Lead Shared in Australian PGA
BRISBANE, Australia (AP) _ A course record by Robert Allenby wasn’t enough to pass fellow Australian Steve Conran, and they shared the Australian PGA championship lead at the halfway mark Friday.
Allenby exploited near-perfect morning conditions at Royal Queensland to post a course-record 8-under 64 before the afternoon players headed out into a stiffening easterly wind.
Conran’s 65 in the afternoon came in conditions that Greg Norman described as ``very tough.″
Conran and Allenby were five shots clear of the field at 11-under-par 133.
The first-round leader, American Chris Riley (66-72), slipped off the pace to share second place with Australian Peter Lonard (69-69).
Top-ranked Australian Craig Parry disqualified himself after inadvertently signing for a round of 69 Thursday when he shot 70.
``It’s the first time it’s ever happened to me in my career,″ said Parry, whose card was marked by Norman on Thursday.

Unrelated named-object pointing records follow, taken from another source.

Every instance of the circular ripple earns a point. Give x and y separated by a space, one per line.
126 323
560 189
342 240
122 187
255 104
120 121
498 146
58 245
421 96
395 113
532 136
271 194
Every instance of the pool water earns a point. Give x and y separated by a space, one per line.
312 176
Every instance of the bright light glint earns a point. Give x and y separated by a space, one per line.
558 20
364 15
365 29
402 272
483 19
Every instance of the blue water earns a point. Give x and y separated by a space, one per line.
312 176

Norman, who got himself back into the tournament with a 66 Friday, said he felt bad about the error.
``I wrote the score down,″ Norman said. ``You don’t feel great about it. I felt it was my fault, but he said it wasn’t because ultimately it was his responsibility to check his card.″
Conran, who bases himself in Japan for half the year, started Friday’s round with three birdies and an eagle to go 5 under through five holes.
Allenby, who like Conran began the day off the 10th tee, had eight birdies and an eagle, slipping up only once when he bogeyed the 11th hole _ his second.
Allenby, who finally broke through for two wins on the U.S. PGA tour this season, got his score to 10 under after 13 holes, but confessed playing the final holes with the wind picking up was difficult.
``I knew this morning was a chance to shoot a really good score, and my aim was to make the most of it, put a score on the board and try and get to the top of the leader board and let everyone else figure out the afternoon wind.″
Australian Open champion Aaron Baddeley, who enjoyed the fine conditions Thursday morning to shoot 68, found the going more difficult Friday, shooting 73.
Former British Open champion Ian Baker-Finch, now a commentator for ABC-TV in the United States, shot a second-round 72 in his first tournament in three years. But he missed the cut after shooting 77 on Thursday.